Há 5 anos, em 29 de janeiro de 2021, em um mundo refém da pandemia de COVID-19, e enfrentando o lockdown, o Accept lançava “Too Mean to Die“, o 16° álbum da extensa discografia da banda alemã, e que é tema do nosso Memory Remains desta quinta-feira.
Em 2020, o mundo se viu obrigado a parar. Bandas cancelaram turnês, pessoas precisaram ficar dentro de casa para evitar a contaminação por um vírus desconhecido. E muitos desdenharam do que já não era apenas uma ameaça, e ceifava vidas. As teorias de conspiração dominavam, mas só cai nessa história quem quer, ou melhor, quem não lê, quem não se informa. E no Brasil, tínhamos um presidente que ignorava os protocolos de segurança e deixou mais de 700 mil pessoas morrerem. Felizmente, hoje ele está preso, ainda que não tenha sido julgado pela tentativa de golpe de estado e não pela seu descaso no controle de uma pandemia.
As bandas se viram obrigadas a paralisar as atividades. Algumas fizeram lives, como foi o caso do Sepultura aqui no Brasil. Outras, aproveitaram o tempo livre e foram escrever material para gravar novos discos. Curiosamente, foi durante a pandemia que algumas bandas lançaram os melhores discos de seus respectivos passados recentes. O Accept foi uma das bandas que correu para o estúdio.
O título foi descrito por Wolf Hoffmann como um sinal de resiliência, que todos nós fomos obrigados a ter neste período. O guitarrista do Accept observou a pandemia como uma reviravolta e, os integrantes eram soldados do Metal e deveriam seguir em frente.
A pandemia atrasou, inclusive, o lançamento do álbum por duas semanas, pois uma das fábricas que estavam produzindo as cópias do álbum, acabou fechando em decorrência dos casos de COVID-19 registrados. Wolf Hoffmann soltou um comunicado pedindo desculpas e prometendo que o álbum seria lançado o mais breve possível. Confira abaixo o recado:
“Lamentamos muito e esperamos que todos os fãs do Accept compreendam essa situação tão infeliz e continuem apoiando a banda. Já se passaram mais de três anos desde o último álbum do Accept, então esperamos que vocês possam aguardar mais duas semanas pela nova obra-prima.”
A banda havia sofrido uma baixa. O baixista Peter Baltes havia saído da banda em 2019, então este seria o primeiro álbum sem um de seus membros originais. Em seu lugar, entrou Martin Motnik. E pela primeira vez, a banda apresentava um trio de guitarristas.

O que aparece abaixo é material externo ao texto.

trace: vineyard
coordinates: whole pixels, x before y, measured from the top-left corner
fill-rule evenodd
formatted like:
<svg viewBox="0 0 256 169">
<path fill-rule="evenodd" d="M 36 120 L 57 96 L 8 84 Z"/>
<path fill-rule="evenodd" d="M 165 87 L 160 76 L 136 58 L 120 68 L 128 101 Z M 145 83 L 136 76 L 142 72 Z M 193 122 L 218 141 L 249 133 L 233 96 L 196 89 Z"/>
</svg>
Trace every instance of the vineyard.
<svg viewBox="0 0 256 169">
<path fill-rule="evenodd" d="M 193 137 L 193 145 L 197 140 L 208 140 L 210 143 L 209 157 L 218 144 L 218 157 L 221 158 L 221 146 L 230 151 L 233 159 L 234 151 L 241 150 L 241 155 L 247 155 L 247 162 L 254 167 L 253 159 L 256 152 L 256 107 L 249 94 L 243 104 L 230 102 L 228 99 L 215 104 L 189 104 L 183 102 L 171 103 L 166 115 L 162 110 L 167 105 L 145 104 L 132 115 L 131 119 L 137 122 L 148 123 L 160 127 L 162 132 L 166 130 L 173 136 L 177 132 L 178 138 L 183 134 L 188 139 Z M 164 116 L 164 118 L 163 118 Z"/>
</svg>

O álbum contou com a colaboração da ex-esposa de Wolf Hoffmann, Gaby Hoffmann, que usou o pseudônimo Deaffy. Ela havia sido empresária da banda e já tinha colaborado com letras em álbuns do passado. Sua última colaboração havia sido em 1996, no álbum “Predator“. Aqui ela escreveu seis das onze músicas.
Cada músico gravou suas partes remotamente, conforme o protocolo exigido, e o álbum contou com a produção e mixagem do mago Andy Sneap, o que ajuda a explicar a qualidade do produto final. A arte da capa ficou sob a responsabilidade de Gyula Havancsák e Tim Wezel.
Dando play na bolacha, o Accept nos apresentou um ótimo disco, onde a energia do Power Metal da banda manteve-se presente, ao mesmo tempo que características modernas foram incorporadas, sem que a banda perdesse a sua essência. Temos onze músicas em 54 minutos, e os destaques são muitos: a faixa-título, “The Undertaker“, “Sucks to Be You“, “Symphony of Pain” e “Not my Problem“. O Accept foi mais uma das bandas a mostrar que a pausa de shows na pandemia fez com que os artistas pudessem ter mais tempo e apresentar obras ainda melhores.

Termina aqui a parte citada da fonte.